Custom CA Certificate Trust Store
Configuration > Overlays & Security > Security > Custom CA Certificate Trust Store
Release 9.4 introduces Common Criteria (CC) mode for both Orchestrator and EdgeConnect appliances. By default, CC mode is disabled, which means that Orchestrator and EdgeConnect do not validate HTTPS server certificates except for communications between Cloud Portal, Orchestrator, and EdgeConnect, which are controlled by Orchestrator Advanced Security Settings.
Orchestrator ships with a default trust store with well-known, globally trusted root CA certificates. The required Certificate Authority (CA) certificates required to establish trust to Cloud Portal are in Orchestrator’s default trust store. Orchestrator also has a Custom CA Certificate Trust Store. Customers deploying self-hosted Orchestrators must add CA Certificates to the Custom Trust Store. Orchestrator and EdgeConnect use one or the other—either the default or the Custom CA Certificate Trust Store.
In release 9.4, when operating in Common Criteria mode, all HTTPS connections require validation of server certificates for both Orchestrator and EdgeConnect appliances. Any EdgeConnect end entity certificate to be validated must have its root CA and intermediate CAs in the Custom CA Certificate Trust Store.
You must add the default root CA certificates from the default trust store to the Custom CA Certificate Trust Store (one-time action). This is primarily required to ensure that the root CA certificate for HPE Aruba Networking Cloud Portal is in the Custom CA Certificate Trust Store. Other unneeded default root CA certificates can be removed if desired. Enterprises deploying self-hosted Orchestrators must install their end entity certificate (HTTPS server certificate) in the Orchestrator instance. If it’s not already in the collection of default root CA certificates from the default trust store, enterprises must add the root CA certificate associated with the issuer to the Custom CA Certificate Trust Store. In summary, enterprises must add to the Orchestrator Custom CA Certificate Trust store the appropriate CA certificates used to sign the end-entity certificate of the target server.
NOTICE: If you are using Orchestrator as a Service (OaaS), ensure that you have copied the root CA certificates from the default trust store to the Custom CA Certificate Trust Store, and verified communications from the appliances to both Orchestrator and Cloud Portal before you enable the Custom CA Certificate Trust Store.
If you want your Orchestrator and appliances to establish connectivity with any of the following services, you must add the certificates for these services to the Custom CA Certificate Trust Store:
-
Remote authentication servers, such as OAuth, JWT, or SAML
-
Remote log receivers
-
Netskope
-
Zscaler
-
Azure
-
HPE Aruba Networking ClearPass Policy Manager
Follow these steps to add well-known, globally trusted certificates from the default trust store to the Custom CA Certificate Trust Store:
-
Click Add Default Certificates.
The custom trust store is populated with multiple default certificates.
-
Click Apply Changes.
Follow these steps to enable the custom certificate trust store:
NOTICE: You must either add the root CA certificates from the default trust store or upload at least one certificate before you can enable the custom trust store.
-
Click Test Connectivity to Portal to validate that appliances can successfully connect to Orchestrator and Cloud Portal using the custom CA.
-
Click the Use Custom Certificate Trust Store check box.
-
Click Apply Changes.
Follow these steps to add a CA certificate to the custom certificate trust store:
-
Click Add Certificate to Custom Trust Store.

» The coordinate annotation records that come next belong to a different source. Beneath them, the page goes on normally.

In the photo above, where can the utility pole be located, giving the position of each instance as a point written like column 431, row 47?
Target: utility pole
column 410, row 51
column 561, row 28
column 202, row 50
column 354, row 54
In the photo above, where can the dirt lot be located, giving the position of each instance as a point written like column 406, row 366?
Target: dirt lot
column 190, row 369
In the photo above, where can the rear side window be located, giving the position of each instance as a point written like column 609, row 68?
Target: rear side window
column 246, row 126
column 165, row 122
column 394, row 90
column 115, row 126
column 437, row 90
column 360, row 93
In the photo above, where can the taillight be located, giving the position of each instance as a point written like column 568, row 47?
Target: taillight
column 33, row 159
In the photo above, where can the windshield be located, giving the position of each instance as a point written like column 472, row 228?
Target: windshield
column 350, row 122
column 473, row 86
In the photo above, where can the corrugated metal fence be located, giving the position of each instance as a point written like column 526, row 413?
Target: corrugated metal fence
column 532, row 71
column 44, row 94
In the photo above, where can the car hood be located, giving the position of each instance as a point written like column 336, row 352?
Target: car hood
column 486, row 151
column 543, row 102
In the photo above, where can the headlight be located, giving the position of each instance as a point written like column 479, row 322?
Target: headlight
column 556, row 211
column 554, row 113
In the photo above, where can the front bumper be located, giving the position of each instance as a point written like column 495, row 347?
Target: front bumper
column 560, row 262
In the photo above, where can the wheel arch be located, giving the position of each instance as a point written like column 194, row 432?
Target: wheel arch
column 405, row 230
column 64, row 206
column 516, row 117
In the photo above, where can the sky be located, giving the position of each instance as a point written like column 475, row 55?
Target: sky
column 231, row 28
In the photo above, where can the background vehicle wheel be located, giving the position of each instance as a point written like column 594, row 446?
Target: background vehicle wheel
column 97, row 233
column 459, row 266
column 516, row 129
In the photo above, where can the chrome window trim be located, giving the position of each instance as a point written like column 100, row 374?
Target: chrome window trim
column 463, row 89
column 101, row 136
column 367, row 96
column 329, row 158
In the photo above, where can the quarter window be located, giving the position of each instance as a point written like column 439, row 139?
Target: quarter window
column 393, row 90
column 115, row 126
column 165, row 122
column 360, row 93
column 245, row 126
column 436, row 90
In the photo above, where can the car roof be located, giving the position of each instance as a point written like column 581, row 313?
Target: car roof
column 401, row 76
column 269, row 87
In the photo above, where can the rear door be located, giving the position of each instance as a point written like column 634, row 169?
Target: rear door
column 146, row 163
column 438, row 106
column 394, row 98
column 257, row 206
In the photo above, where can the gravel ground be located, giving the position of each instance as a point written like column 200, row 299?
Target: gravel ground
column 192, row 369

The Add/Edit Custom Certificates dialog box opens.
-
Enter a meaningful Alias for the certificate in the Alias field. For example, for an Orchestrator web server certificate use “Orchestrator_HTTPS” or for a Syslog server use “Syslog_HTTPS”.
-
Paste the root certificate into the Certificate field.
-
Click Save.
NOTICE: After adding root CA certificates to the Custom Trust Store, Orchestrator must be restarted.